The alarm was sounded so often on the terminal wing that that the full code blue
teams rarely responded. Usually a nurse or an orderly would check the alert solo
and summon help only if necessary. Most of the patients were on a "do not resucitate"
basis, so most of the code blues were something less than urgent. It simply meant
that there would probably be a vacancy tomorrow. When the guy in 208 triggered the
alarm with his escape attempt, half of the oncology department showed up to see
the spectacle.

The poor old guy had climbed out of his bed, ripping out all of his tubes in the
process and triggering the code blue. He somehow stood erect on bones as fragile
as porcelain, removed the armrest from the wheelchair next to his bed and threw it
through the window of his room. The funereal quiet of the cancer ward was shattered
with the breaking glass and the subsequent shouting of the orderly and within a few
minutes the room was full of curious staff. The attending nurse knew the patient
well, he had seniority on the ward and on the planet as a whole, for that matter.
Old Fred was just a couple of weeks shy of his ninety-third birthday and he had
scarcely left that bed in over a year. He had never done so under his own power.
The presiding nurse thought it curious enough that he should summon the strength
and inclination to get out of bed and break the window but more curious still was
that, according to his chart, he hadn't walked in nearly a decade. The old man
passed out cold after breaking the window, most likely as a result of excruciating
pain and had fallen in a heap more than ten feet away from his bed.
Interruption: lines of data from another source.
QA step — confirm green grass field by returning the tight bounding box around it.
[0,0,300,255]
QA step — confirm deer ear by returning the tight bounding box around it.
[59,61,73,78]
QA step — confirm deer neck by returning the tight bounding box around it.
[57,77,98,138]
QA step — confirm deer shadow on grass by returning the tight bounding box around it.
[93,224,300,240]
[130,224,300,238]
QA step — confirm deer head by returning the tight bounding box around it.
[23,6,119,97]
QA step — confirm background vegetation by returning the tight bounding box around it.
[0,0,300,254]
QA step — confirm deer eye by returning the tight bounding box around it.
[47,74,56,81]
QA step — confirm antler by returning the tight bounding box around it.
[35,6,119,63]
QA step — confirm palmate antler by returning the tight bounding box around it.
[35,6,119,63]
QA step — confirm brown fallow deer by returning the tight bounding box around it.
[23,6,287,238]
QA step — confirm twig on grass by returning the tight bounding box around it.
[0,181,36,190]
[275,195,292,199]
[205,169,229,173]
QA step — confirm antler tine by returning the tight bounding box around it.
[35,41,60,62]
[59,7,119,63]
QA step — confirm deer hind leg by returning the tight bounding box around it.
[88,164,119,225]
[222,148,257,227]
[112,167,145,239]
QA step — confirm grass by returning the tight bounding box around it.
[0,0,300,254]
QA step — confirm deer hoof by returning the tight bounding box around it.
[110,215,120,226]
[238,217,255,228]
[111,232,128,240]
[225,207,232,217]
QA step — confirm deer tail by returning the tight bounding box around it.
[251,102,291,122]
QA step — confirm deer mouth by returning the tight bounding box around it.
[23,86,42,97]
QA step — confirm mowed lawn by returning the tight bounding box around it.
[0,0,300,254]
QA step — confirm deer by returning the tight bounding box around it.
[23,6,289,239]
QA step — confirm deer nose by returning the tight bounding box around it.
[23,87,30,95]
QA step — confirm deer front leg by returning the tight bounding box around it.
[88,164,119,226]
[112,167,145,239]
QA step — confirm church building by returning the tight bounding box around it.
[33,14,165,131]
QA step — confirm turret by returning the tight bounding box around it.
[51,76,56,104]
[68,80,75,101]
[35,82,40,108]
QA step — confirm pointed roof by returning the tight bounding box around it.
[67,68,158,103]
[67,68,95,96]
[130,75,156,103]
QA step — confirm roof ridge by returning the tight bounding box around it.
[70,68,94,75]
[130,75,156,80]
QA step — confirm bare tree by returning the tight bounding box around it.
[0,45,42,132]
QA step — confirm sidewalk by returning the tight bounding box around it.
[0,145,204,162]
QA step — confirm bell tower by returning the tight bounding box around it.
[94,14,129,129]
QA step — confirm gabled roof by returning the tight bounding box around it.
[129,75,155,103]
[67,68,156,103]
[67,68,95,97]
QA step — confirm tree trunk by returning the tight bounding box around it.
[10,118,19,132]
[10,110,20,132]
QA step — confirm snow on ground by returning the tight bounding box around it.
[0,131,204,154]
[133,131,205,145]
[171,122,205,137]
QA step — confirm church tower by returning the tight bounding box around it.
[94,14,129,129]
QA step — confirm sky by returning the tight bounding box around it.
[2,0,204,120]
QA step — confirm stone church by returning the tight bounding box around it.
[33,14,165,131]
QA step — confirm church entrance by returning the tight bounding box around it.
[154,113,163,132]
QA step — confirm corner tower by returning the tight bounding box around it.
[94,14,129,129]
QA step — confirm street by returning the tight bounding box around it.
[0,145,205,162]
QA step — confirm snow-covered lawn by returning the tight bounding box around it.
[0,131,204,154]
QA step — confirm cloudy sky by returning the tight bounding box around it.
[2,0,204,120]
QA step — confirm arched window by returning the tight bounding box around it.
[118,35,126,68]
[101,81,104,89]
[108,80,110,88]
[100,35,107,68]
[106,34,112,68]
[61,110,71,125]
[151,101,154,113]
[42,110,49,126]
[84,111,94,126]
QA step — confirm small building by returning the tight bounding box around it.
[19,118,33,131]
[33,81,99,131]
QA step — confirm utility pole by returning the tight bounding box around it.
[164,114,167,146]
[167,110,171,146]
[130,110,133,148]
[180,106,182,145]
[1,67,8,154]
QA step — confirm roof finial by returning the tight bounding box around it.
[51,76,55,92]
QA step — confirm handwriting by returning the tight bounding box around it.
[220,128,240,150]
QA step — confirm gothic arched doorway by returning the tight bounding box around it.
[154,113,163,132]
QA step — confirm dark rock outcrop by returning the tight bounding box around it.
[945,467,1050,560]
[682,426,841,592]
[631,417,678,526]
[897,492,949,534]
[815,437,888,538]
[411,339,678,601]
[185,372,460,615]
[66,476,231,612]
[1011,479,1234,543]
"You trying to make a break for it Fred? We've never had a successful escape from
2nd floor west and we're not about to let an old duffer like you get the better of us."

Fred was unresponsive, oblivious.

"Can you hear me Fred? We're going to send you down to radiology to see if you've broken
anything."

His vital signs were normal for a man in his condition but Fred was dead to the world,
still fast asleep on the spot where he had fallen beside the lake.